During his tenure in the police, Kumar cracked some of the toughest cases in Indian police history like liquidating the notorious Bhupat gang in Saurashtra, where he had been hand-picked and sent from Punjab in 1951, and of course, apprehending the killers of Pratap Singh Kairon, a former chief minister of Punjab, after a dramatic chase to Nepal in the mid-1960s. After being DIG in the Punjab Police, Kumar’s last posting was that of director-general, BSF, from October 1, 1974, till December 31, 1978, when he retired. The BSF officers’ mess in Nizamuddin, New Delhi, is named after him.

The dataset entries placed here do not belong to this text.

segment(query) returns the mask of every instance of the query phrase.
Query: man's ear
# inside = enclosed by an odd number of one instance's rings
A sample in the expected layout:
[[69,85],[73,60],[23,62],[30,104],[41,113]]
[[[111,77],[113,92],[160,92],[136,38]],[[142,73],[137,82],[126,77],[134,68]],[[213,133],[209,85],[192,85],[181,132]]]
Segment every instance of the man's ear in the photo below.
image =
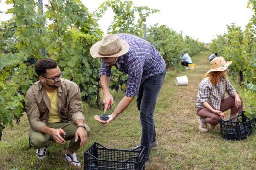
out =
[[39,79],[41,81],[41,82],[44,83],[45,82],[45,80],[44,80],[44,78],[42,76],[39,76]]

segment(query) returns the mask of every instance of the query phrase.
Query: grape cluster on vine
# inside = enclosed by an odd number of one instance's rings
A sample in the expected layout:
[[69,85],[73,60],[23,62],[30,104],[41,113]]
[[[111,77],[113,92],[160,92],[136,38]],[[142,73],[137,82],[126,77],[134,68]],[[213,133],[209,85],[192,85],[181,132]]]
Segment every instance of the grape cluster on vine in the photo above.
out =
[[[2,130],[3,131],[3,129],[4,129],[5,127],[4,126],[2,126]],[[2,132],[0,131],[0,141],[2,140]]]
[[117,84],[114,84],[111,85],[110,87],[111,90],[115,90],[116,92],[118,92],[118,90],[119,89],[119,86]]
[[16,115],[14,116],[14,118],[15,118],[15,120],[16,121],[16,124],[19,125],[20,124],[20,118],[17,117]]
[[27,61],[31,64],[35,64],[36,60],[35,59],[35,58],[29,58],[27,60]]
[[85,102],[87,104],[89,104],[90,102],[92,100],[92,97],[90,95],[86,95],[85,96]]

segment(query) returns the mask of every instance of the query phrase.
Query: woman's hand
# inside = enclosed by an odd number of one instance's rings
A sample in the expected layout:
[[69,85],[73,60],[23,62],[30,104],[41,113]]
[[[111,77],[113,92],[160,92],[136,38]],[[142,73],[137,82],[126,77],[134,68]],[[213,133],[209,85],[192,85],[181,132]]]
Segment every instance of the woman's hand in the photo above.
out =
[[240,108],[242,105],[242,101],[241,101],[239,96],[236,96],[235,98],[235,107],[237,108]]
[[108,116],[109,119],[106,121],[100,119],[100,116],[97,115],[95,115],[94,117],[95,120],[97,120],[103,124],[108,123],[110,122],[111,121],[113,120],[115,118],[116,118],[116,117],[114,117],[114,115],[113,115],[113,114],[110,114]]

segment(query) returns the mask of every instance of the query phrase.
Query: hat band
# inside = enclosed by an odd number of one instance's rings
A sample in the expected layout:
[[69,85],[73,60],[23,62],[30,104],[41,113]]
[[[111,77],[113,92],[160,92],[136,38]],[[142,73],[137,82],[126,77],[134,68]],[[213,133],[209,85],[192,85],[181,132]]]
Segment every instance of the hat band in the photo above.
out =
[[101,56],[111,56],[111,55],[114,55],[115,54],[117,54],[117,53],[119,53],[119,52],[120,52],[121,50],[122,50],[122,47],[120,47],[120,48],[118,51],[117,51],[116,52],[114,52],[113,53],[104,54],[102,54],[102,53],[100,53],[99,52],[98,54],[99,54]]

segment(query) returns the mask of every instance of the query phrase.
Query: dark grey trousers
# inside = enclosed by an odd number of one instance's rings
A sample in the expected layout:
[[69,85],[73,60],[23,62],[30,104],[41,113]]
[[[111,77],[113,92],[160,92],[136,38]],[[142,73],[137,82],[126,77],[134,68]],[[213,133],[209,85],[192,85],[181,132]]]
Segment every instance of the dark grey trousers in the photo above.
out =
[[138,94],[137,106],[140,111],[140,122],[142,127],[140,144],[145,147],[146,161],[149,159],[151,144],[156,140],[154,110],[165,77],[164,72],[146,79],[140,85]]

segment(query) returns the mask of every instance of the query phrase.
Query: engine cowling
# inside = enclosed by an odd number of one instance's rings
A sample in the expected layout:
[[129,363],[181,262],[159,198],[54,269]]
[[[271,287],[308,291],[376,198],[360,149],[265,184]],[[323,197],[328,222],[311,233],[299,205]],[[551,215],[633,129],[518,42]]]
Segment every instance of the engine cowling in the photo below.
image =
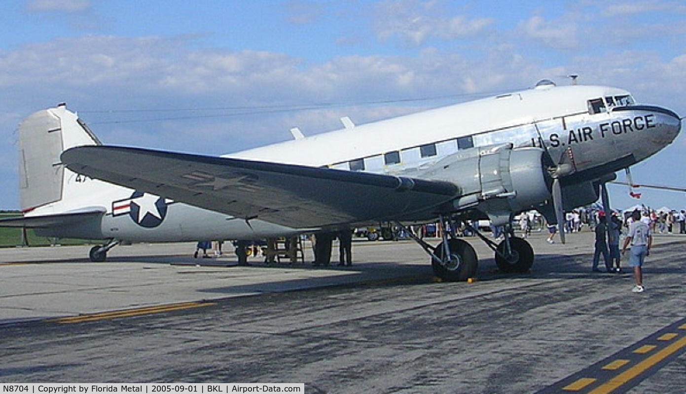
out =
[[456,210],[488,212],[498,225],[508,223],[510,214],[549,199],[552,179],[544,153],[535,147],[514,149],[512,144],[480,147],[445,158],[425,176],[460,188],[460,197],[453,203]]

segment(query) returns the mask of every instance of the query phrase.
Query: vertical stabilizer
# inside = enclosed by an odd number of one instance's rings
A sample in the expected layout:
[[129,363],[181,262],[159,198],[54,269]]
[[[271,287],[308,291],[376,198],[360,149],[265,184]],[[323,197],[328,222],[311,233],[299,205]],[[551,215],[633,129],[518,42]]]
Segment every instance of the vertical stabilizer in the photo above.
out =
[[60,155],[70,147],[100,145],[75,114],[61,104],[19,124],[19,190],[23,212],[62,198],[64,169]]

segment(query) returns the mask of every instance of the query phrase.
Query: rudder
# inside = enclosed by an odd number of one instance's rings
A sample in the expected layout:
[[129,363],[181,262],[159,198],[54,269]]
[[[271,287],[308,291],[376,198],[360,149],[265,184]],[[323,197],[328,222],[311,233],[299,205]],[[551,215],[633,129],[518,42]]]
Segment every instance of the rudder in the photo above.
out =
[[62,198],[63,151],[101,145],[97,138],[64,104],[38,111],[19,124],[19,191],[23,212]]

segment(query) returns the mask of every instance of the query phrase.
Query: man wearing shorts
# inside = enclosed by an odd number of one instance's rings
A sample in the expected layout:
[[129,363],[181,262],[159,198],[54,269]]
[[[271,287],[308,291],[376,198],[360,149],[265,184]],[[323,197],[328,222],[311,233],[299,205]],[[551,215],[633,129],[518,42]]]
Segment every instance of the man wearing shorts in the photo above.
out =
[[636,286],[631,291],[641,293],[646,290],[643,286],[643,260],[650,251],[652,244],[652,237],[650,236],[650,229],[644,222],[641,221],[641,212],[638,210],[631,214],[633,221],[629,225],[629,233],[624,238],[624,245],[622,247],[622,254],[626,251],[626,247],[631,243],[631,249],[629,251],[629,265],[634,269],[634,279]]

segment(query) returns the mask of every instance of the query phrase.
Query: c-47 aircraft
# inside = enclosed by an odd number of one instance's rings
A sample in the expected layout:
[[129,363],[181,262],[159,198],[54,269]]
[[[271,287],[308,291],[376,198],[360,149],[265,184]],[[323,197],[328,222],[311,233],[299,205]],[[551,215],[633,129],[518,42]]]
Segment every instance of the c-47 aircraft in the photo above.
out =
[[[122,241],[253,240],[438,221],[438,246],[414,238],[437,276],[464,280],[477,258],[450,230],[457,222],[507,227],[536,209],[561,223],[563,210],[606,195],[615,172],[655,154],[681,128],[676,114],[638,105],[626,90],[547,81],[366,125],[343,121],[340,130],[294,132],[292,140],[211,157],[104,145],[65,106],[38,111],[19,126],[23,218],[0,225],[108,240],[91,251],[102,261]],[[501,270],[528,271],[531,246],[504,233],[499,244],[481,238]]]

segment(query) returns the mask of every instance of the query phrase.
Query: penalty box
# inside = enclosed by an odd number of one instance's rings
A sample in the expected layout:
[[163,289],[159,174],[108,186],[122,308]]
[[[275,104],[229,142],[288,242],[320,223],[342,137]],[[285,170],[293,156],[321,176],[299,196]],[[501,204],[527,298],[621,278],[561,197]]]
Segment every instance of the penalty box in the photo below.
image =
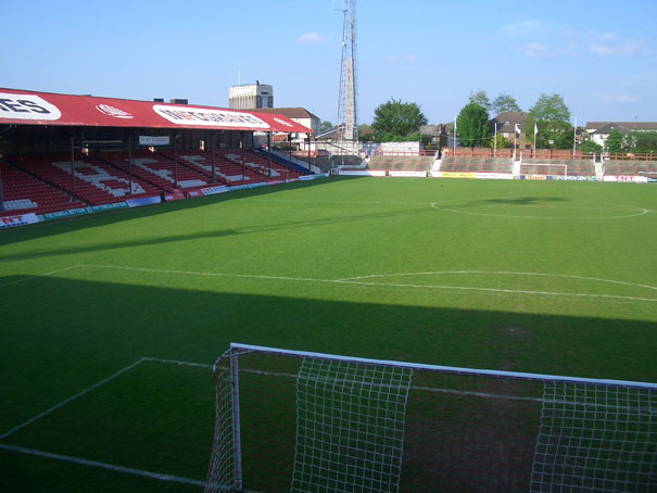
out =
[[0,448],[203,486],[212,366],[144,357],[1,435]]

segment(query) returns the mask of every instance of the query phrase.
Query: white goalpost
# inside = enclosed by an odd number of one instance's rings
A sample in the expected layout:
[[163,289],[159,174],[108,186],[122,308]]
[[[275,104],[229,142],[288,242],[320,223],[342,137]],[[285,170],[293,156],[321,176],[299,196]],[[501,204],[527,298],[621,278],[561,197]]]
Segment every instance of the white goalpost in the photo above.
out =
[[[531,168],[535,170],[532,172]],[[526,169],[530,172],[526,173]],[[549,173],[549,168],[553,168],[554,173]],[[525,170],[523,170],[525,169]],[[541,169],[541,170],[540,170]],[[553,176],[568,176],[568,165],[564,163],[526,163],[520,164],[521,175],[553,175]]]
[[206,492],[648,492],[657,384],[231,344]]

Kumar had a glorious career of 36 years in the police during which he successfully tackled difficult and hazardous law and order problems, both inter-state and on our country’s borders. He also contributed articles on crime and terrorism.

Kumar had the distinction of being decorated for both gallantry and distinguished service. He was awarded the President’s Medal for Gallantry twice, the President’s Medal for Distinguished Service and the Police Medal for Meritorious Service. The government of India honoured him with the Padma Bhushan in 1972.

His skills and expertise were also utilised by the IOC. Kumar supervised the security of six Olympics from 1980 (in Moscow). For his work as security delegate to the 1992 Barcelona Olympics, Kumar was awarded the Royal Spanish Medal — one of the highest civilian decorations in Spain — by the King of Spain. In 2000, he was adjudged ‘Policeman of the Millennium’ in Sydney for his work relating to Olympic security.

Ashwini Kumar was very good at and extremely fond of Urdu poetry and music in general. He was the president of the very well-known Harballabh Music Festival of India, which is annually held in Jalandhar. Old and new masters religiously participated in it. Kumar had even written a book on Indian Classical Music – Casual Symphony.

The super cop’s association with hockey administration and the Olympic movement brought him international fame. He became president of the Indian Hockey Federation (IHF) in 1958 after serving for two years as vice-president. He remained president of the then IHF till 1973-74 when he resigned. For most of his tenure as president of the Indian Hockey Federation, Ashwini Kumar served as vice-president of the International Hockey Federation (FIH). He headed the Indian hockey delegation to the 1964 and 1968 Olympics. During his tenure as president of the Indian Hockey Federation, India not only regained the Olympic and Asian Games hockey titles in 1964 and 1966 respectively, but also always won a medal. His love for hockey was so great that he not only ensured help for Indian teams when they had to go or play abroad but also took personal care of the players. He gave Indian hockey three of its finest players — Balbir Singh Sr, Udham Singh and Ajitpal Singh. For all his good work in hockey, Kumar was awarded the Order of Merit of the International Hockey Federation in 1982.

Ashwini Kumar was also secretary-general of the Indian Olympic Association for two terms: 1956-60 and 1970-74. He was finally made life president of the Indian Olympic Association. It was after becoming a part of the International Olympic Committee in 1973 that Ashwini Kumar not only contributed to the cause of the Olympic movement but also helped the organisation to succeed in difficult situations. Ashwini Kumar was a member of the executive board of the IOC in 1980-87 and 1992-96 and vice-president of the IOC in 1983-87 (the first from India and the first from Asia, Africa or Latin America to achieve this distinction). In 1994, Kumar won the prestigious IOC Centenary Award in recognition of his services to sports. After 27 years of dedicated and valuable service to the IOC, Ashwini Kumar was made an honorary member in 2000. He received the Olympic Order of Merit in 2002 at the IOC’s 104th congress in Mexico City. He also served as a member of many IOC committees/commissions.

Ashwini Kumar, who was also honoured by other countries for his work relating to the Olympic Movement, has had the distinction of witnessing and being part of all Summer Olympics from 1948 London till 2012 London – 17 in all. He was also regularly invited to the Winter Olympics.

Ashwini Kumar and his wife Renu, the niece of G.D. Sondhi — the first IOC member from India had two daughters — Rohini, nicknamed Hockey (due to Kumar’s passion for the sport), and Yamini, who are both happily married.